If a twisted string trapped in a cluster has a free binding position, mostly the tail is heading to the centre of the cluster. The twisted string has no "collision protection" any more, but the glue crossing is still protected. If the trapped twisted string will be hit by an other one, only the free moving one will be untwisted, the trapped string stays connected to the cluster.

charge

An uncharged particle is a twisted string with a closed glue crossing and the tail flying in front.

If a twisted string is disturbed by a collision and the tail is not moving in front of the twisted sting, the sphere can be disturbed by field lines and the motion of the twisted string is distracted.

A twisted string on the edge of a cluster is usually spinning reversed matter direction and is acting like an electron. If it breaks up it has to flip 180 degrees. During the flip the twisted string interacts with field lines.
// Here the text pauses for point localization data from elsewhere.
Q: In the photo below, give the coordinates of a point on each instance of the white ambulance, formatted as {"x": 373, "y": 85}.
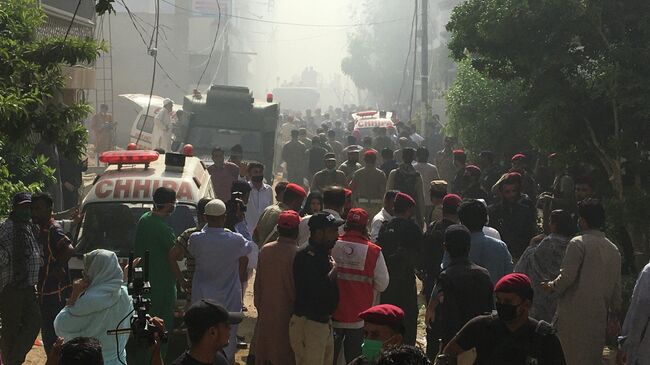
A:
{"x": 122, "y": 193}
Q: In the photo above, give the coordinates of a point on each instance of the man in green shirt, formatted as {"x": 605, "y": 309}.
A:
{"x": 154, "y": 235}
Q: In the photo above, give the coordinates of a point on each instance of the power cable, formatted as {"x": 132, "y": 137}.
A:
{"x": 133, "y": 21}
{"x": 71, "y": 21}
{"x": 401, "y": 86}
{"x": 283, "y": 23}
{"x": 214, "y": 42}
{"x": 415, "y": 59}
{"x": 154, "y": 53}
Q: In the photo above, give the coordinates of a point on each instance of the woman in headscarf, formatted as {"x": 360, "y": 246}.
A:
{"x": 97, "y": 304}
{"x": 542, "y": 263}
{"x": 313, "y": 204}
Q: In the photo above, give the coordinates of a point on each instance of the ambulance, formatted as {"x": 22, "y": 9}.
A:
{"x": 122, "y": 193}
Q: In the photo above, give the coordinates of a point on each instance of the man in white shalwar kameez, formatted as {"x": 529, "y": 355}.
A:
{"x": 588, "y": 288}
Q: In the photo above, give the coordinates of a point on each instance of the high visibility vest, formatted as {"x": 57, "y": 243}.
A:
{"x": 356, "y": 258}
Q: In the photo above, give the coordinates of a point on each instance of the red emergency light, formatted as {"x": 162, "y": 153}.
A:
{"x": 128, "y": 157}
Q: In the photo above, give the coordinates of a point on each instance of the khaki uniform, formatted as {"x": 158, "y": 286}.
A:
{"x": 325, "y": 178}
{"x": 368, "y": 188}
{"x": 293, "y": 153}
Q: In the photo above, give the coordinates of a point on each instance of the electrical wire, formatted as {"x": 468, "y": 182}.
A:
{"x": 133, "y": 21}
{"x": 214, "y": 42}
{"x": 401, "y": 86}
{"x": 71, "y": 22}
{"x": 283, "y": 23}
{"x": 154, "y": 40}
{"x": 415, "y": 59}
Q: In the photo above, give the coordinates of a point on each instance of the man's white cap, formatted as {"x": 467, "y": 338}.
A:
{"x": 215, "y": 208}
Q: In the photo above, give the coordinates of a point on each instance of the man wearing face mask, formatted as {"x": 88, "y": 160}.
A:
{"x": 154, "y": 235}
{"x": 20, "y": 260}
{"x": 329, "y": 176}
{"x": 383, "y": 328}
{"x": 261, "y": 195}
{"x": 317, "y": 293}
{"x": 510, "y": 337}
{"x": 208, "y": 329}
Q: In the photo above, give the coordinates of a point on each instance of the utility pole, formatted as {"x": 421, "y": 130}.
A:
{"x": 424, "y": 68}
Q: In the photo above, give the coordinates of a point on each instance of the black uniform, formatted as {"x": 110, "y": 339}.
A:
{"x": 533, "y": 343}
{"x": 400, "y": 241}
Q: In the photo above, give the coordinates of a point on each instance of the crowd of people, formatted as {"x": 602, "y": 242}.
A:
{"x": 514, "y": 265}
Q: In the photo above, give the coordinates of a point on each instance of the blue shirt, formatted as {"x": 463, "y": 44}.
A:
{"x": 217, "y": 252}
{"x": 489, "y": 253}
If a twisted string on the edge is spinning non reversed matter direction, it is acting like an neutron or proton. If it doesn't need a flip and just can move ahead, it is called a neutron, gamma ray or photon. If it has to flip, it is called a proton. During the flip it interacts with field lines, but less than an electron.

inertial frames of reference

There are two sorts of inertial frames of reference:

  1. Inertial frames without trapped quantums.
  2. Inertial frames with trapped quantums.